Author: Patrick Waelbroeck (Telecom Paristech) and Martin Quinn (Telecom Paristech)
In this article, we analyze a model with strategic interactions between a right owner who can license parts of its intellectual property to an innovative user who chooses the differentiation degree between his derivative work and the original good, by including more or less of his own ideas. In the last stage of the game, both right owner and innovative user compete in the market place. The rightowner may or not benefit from the existence of the derivative work.
We provide a taxonomy of UGC strategies that can be used by the right owner to set the optimal copyright enforcement level. Our taxonomy is composed from two dimensions. The first is the reputation of the innovative user (famous or unknown).

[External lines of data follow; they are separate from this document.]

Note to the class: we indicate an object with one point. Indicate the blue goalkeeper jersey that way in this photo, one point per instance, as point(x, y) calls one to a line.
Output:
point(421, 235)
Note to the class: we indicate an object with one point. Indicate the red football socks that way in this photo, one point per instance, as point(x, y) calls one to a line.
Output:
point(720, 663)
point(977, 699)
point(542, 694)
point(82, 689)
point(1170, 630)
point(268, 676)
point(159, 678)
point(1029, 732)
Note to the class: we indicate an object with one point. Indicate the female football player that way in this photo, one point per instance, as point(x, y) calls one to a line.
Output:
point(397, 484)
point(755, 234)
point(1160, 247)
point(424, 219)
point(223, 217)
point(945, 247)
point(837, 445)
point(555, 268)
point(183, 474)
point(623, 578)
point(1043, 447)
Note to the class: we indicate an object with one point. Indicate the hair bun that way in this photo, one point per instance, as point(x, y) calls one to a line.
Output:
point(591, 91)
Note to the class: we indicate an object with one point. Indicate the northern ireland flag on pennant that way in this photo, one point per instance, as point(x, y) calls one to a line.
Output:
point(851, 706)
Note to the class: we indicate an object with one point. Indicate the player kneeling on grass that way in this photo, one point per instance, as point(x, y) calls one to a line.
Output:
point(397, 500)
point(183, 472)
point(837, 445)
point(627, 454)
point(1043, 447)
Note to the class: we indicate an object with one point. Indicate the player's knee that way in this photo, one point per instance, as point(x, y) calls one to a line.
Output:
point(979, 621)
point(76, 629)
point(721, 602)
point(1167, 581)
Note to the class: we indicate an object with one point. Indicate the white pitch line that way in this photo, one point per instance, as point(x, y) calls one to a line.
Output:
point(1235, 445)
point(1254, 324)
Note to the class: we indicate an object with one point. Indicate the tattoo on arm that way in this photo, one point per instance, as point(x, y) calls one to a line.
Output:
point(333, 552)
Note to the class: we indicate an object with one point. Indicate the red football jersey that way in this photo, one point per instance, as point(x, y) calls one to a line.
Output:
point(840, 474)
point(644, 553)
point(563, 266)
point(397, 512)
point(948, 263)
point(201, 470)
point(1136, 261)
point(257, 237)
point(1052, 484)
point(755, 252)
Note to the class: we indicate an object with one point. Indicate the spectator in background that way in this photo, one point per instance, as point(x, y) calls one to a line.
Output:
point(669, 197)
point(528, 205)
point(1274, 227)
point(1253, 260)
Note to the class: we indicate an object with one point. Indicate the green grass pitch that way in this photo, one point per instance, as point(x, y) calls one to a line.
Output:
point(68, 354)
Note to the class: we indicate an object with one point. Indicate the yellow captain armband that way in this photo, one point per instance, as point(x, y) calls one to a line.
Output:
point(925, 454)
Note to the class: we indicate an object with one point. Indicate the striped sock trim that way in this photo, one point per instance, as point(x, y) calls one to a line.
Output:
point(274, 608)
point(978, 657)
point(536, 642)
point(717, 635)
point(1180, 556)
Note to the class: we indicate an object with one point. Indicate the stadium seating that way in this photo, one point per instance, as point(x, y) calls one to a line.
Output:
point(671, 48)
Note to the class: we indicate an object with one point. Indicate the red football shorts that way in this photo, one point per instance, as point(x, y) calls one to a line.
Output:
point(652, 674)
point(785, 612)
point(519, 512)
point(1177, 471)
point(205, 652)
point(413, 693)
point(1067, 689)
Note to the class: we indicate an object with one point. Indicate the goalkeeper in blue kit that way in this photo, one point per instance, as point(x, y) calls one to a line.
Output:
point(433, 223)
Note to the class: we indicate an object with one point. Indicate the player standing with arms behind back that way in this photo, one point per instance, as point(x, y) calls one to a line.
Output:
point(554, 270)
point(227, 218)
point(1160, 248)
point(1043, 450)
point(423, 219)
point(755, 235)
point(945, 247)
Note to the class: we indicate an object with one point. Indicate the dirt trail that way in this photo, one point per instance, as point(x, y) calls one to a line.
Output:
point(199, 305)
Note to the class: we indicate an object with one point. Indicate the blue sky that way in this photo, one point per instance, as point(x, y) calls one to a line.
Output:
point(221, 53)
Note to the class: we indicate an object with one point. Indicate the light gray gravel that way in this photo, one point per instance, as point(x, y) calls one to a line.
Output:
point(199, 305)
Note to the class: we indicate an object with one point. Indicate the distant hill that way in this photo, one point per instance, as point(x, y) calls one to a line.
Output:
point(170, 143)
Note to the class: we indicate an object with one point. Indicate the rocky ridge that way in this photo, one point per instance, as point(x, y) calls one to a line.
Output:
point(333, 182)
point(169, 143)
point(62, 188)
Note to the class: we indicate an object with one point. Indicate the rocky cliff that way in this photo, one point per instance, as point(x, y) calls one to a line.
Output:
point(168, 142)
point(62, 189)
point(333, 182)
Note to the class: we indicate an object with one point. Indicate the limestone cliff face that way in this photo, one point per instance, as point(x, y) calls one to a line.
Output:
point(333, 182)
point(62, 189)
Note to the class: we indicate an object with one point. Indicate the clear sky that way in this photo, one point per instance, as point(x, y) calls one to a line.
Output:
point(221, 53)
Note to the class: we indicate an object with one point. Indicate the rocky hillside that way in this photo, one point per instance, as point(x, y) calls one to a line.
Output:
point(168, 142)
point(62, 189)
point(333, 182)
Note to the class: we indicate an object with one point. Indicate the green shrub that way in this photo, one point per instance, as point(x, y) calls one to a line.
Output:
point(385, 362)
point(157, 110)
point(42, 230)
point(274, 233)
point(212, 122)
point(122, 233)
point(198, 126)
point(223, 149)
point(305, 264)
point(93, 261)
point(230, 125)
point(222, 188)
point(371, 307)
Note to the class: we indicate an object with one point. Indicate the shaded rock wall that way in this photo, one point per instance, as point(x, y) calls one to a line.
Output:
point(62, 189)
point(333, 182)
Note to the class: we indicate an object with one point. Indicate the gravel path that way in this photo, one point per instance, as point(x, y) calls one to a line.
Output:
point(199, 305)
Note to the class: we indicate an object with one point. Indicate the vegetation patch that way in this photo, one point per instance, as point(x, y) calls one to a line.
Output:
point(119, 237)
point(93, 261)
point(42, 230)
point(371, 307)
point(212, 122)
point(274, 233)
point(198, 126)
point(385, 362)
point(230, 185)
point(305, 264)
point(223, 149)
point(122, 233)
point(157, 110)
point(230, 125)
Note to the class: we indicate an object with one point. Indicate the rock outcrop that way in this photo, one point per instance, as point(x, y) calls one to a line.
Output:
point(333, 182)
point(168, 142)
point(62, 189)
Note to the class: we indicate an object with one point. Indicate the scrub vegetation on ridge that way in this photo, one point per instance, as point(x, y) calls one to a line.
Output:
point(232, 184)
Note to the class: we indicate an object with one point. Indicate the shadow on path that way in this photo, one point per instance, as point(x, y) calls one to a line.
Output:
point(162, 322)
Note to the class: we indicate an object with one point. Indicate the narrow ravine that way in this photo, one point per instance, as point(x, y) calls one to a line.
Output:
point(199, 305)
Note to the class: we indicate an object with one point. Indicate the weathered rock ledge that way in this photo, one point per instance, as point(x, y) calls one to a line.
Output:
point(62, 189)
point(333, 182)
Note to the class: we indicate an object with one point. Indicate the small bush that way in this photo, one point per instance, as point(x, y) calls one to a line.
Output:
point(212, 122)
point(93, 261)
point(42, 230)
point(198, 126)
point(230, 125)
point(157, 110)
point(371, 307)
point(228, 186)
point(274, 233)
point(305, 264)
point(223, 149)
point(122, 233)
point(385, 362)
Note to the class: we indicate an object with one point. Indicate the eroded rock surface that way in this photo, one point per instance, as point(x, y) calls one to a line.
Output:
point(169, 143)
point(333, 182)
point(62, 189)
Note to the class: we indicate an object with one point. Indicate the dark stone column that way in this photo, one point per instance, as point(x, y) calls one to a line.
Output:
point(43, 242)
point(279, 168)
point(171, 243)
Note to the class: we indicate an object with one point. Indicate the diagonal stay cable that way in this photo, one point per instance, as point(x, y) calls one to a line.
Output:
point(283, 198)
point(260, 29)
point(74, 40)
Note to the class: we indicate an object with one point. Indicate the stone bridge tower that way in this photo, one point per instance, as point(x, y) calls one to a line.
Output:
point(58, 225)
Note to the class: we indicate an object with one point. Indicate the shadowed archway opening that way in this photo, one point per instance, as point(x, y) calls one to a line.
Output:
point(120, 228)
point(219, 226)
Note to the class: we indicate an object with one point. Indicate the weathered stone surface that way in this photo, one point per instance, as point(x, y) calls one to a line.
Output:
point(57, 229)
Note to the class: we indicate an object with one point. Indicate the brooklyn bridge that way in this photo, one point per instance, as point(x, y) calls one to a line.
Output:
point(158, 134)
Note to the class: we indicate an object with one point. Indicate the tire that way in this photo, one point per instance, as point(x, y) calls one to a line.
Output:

The second is the capacity to create and differentiate his content from the original product (copier or talented artist).
An unknown artist needs the demand generated by the original product to sell, whereas a famous artist has already an established audience.
Moreover, copiers have a larger cost to differentiate their work from the original good than the talented artists.
We show that, regardless of his type, the innovative user can have strategic incentives to differentiate his work from the original product, and therefore reducing product market competition.
We also demonstrate that, even when the innovative user is unknown and need the demand of the original product to sell his work, he can find a profitable strategy to enter the market without canibalizing sales from the original product.